I get comments, messages, and e-mails from CrossFitters asking, “What is the 70’s Big program? I can’t seem to find it.” There isn’t a 70’s Big program. I may have what I call a “strength and conditioning” program or The Texas Method (and advanced), but there is not a single program that people come to this site to do. Why? Because I actually program. I take into account the person’s current state of adaptation (which includes their body type, age, nutrition, recovery, injuries, current or past programs, etc.) along with what they need and want (i.e. goals). From there I devise a plan for someone to accomplish those goals.
There are existing programs that work well for a type of person. For example, linear progressions work with ‘novices’, Texas Method stuff works with ‘intermediates’, 5/3/1 works with ‘intermediates’ or ‘advanced lifters’ who want or need to avoid volume. Factor in the desire or need to do conditioning and it can complicate the application of these programs.
But this isn’t about my ability or difference in programming. It’s not about what coach or program is good or bad. It’s about the type of program you select and how you implement it. Instead of thinking of “doing a program”, think about “using a program”. Programs are not indentured servitude where the user cannot tweak it for their goals; a program is an outline, a tool, to use to accomplish your goals.
Let’s assume a person who decides to use the Starting Strength program. Unless you are in your late teens or early twenties, it’s likely that squatting 3 times a week in a linear progression (i.e. increasing the weight every session) will be too much work. Does that mean you have to “switch programs” to something like the Greyskull LP? No. Just stop fucking squatting 3 times a week. And if you want to deadlift on Wednesday and squat Monday and Friday, does that make it the Greyskull LP. No, it’s just arranged similarly.

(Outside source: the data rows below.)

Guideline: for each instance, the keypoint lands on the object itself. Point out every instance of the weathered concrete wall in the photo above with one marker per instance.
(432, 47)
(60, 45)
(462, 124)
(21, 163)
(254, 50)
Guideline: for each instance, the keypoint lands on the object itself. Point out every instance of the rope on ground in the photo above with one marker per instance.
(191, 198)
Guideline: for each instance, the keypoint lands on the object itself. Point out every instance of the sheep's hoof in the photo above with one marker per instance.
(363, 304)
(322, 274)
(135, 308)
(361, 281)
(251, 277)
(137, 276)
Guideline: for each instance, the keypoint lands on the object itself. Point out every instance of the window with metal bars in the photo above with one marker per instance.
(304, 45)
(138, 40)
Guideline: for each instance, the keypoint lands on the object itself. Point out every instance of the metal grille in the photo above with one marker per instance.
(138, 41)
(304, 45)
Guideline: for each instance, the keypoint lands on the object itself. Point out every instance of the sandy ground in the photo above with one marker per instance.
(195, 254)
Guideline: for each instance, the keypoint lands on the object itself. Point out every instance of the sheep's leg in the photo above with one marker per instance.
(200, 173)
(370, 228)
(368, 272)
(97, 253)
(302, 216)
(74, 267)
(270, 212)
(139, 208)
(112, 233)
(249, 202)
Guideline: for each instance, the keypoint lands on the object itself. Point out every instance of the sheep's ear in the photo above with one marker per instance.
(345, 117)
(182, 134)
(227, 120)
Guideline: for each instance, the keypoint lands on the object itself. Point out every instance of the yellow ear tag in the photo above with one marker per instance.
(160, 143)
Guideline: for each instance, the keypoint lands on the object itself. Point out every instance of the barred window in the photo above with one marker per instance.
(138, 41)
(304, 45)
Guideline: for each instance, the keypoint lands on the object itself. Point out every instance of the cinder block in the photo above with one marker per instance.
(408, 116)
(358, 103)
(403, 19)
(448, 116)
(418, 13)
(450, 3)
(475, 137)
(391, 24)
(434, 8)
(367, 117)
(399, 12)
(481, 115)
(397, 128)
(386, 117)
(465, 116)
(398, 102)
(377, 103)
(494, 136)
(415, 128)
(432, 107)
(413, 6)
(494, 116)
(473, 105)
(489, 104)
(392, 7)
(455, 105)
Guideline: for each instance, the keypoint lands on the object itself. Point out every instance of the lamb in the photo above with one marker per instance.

Use programs as a template or foundation for structuring your training. Pay attention to the good and bad in a program, or more specifically what is helpful or not to you. For example, if you are weak on the bench and press and you are making progress from alternating them each training session, then you don’t need to drop them for weighted dips or push-press. But eventually just alternating the bench and press won’t be enough to continue progress. Another example is that the stock Starting Strength template would have you deadlifting every other session. If you’ve never lifted before and are weak, then this will be fine for 8 weeks or so. But eventually the frequency will need to drop to deadlifting once a week.
If I were structuring a generic novice’s training, their program would modify every 4 to 8 weeks to accommodate their progression. Since I’m not programming for all of you individually, you need to understand that you are allowed to make tweaks — it’s your program after all. Just don’t be stupid with your changes, and, as I stress in the Texas Method e-books, just make one small change at a time in a program instead of of revamping it entirely.
I try to teach basic principles through this website, but you can learn a lot about programming by reading the Texas Method books or FIT (which is basically a manual on programming strength and conditioning). I honestly feel that reading both Practical Programming and FIT creates an excellent foundation on how to program (and not just because I authored one and know the authors of the other).
It’s hard to wade through bullshit online, but try and take advice from people that not only have success with their programming, but regularly teach and challenge your knowledge of it. Develop a working understanding of physiology and how it adapts to training stress. Consider the stress/adaptation relationship when looking at your own programming. And for gods’ sakes, don’t feel like you’re trapped in a program.